15.00 - Join Access: Column Selection Guidelines - Teradata Database

Teradata Database Design

prodname
Teradata Database
vrm_release
15.00
category
User Guide
featnum
B035-1094-015K

Join Access: Column Selection Guidelines

When designing for join access, you should first consider selecting common join columns for use as primary indexes. Joining tables on their primary indexes permits the Optimizer to specify hash or merge joins, two highly effective techniques, in the join plan to further optimize a query.

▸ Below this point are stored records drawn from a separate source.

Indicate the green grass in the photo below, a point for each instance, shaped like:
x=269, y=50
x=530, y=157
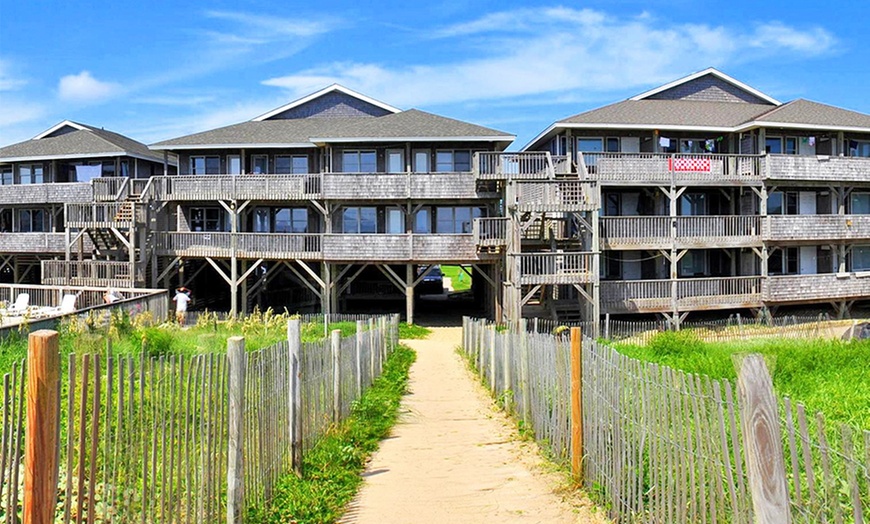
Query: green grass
x=831, y=376
x=459, y=283
x=331, y=470
x=413, y=331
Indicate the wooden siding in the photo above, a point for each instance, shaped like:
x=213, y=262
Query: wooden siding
x=820, y=168
x=557, y=196
x=670, y=169
x=817, y=288
x=248, y=245
x=32, y=243
x=782, y=228
x=46, y=193
x=698, y=232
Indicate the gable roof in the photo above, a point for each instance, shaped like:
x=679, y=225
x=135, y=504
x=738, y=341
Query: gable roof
x=327, y=90
x=710, y=71
x=69, y=140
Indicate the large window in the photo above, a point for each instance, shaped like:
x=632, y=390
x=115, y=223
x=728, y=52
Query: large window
x=359, y=220
x=452, y=161
x=296, y=165
x=30, y=174
x=205, y=165
x=206, y=219
x=453, y=220
x=359, y=161
x=32, y=221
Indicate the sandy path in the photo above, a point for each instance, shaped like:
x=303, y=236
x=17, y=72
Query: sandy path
x=453, y=458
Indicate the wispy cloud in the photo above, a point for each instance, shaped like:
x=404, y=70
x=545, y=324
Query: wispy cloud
x=83, y=87
x=524, y=53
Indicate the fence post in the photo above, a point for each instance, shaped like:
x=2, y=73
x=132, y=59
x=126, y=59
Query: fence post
x=359, y=343
x=576, y=404
x=43, y=420
x=237, y=360
x=765, y=465
x=336, y=375
x=294, y=342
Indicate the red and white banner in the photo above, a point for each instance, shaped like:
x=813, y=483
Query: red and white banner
x=693, y=164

The effectiveness of a merge join relates directly to whether it is made on primary indexes or not. Possible scenarios, presented in order of optimum performance from best to worst, are as follows:

 

                               Join Predicate

              Redistribution Action Required

Tables joined on their primary indexes (and partitioning columns, if there are any).

None.

Tables joined on their primary indexes, but not on all partitioning columns.

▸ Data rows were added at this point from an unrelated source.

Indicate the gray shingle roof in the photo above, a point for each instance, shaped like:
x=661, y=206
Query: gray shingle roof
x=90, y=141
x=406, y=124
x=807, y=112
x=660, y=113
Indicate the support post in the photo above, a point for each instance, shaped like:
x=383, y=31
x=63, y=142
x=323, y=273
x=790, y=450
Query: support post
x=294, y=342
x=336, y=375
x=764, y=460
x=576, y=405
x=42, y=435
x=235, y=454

Direct join in some cases, otherwise redistribute and sort the rows to be joined.

One join column is a primary index; the other is not.

Qualified rows from one table must be redistributed and sorted.

Neither join column is a primary index.

Qualified rows from both tables must be redistributed and sorted.

For multicolumn joins, you should consider using all, or at least a subset, of the join columns as the primary index.

Analogously to designing for row access, the primary guideline for selecting a primary index for join access is to choose a column or, less preferably, a set of columns, that is most frequently used to make the join. In other words, define the primary indexes for the tables to be joined on a column set that is most frequently equated to discrete values in WHERE or ON clause predicates in your application environment.

If you define a primary index on too many columns, then those queries that do not specify all of the columns in the index are not assigned a hash or merge join by the Optimizer.

If you define a partitioned primary index with too large a number of populated partitions, join access performance can be degraded.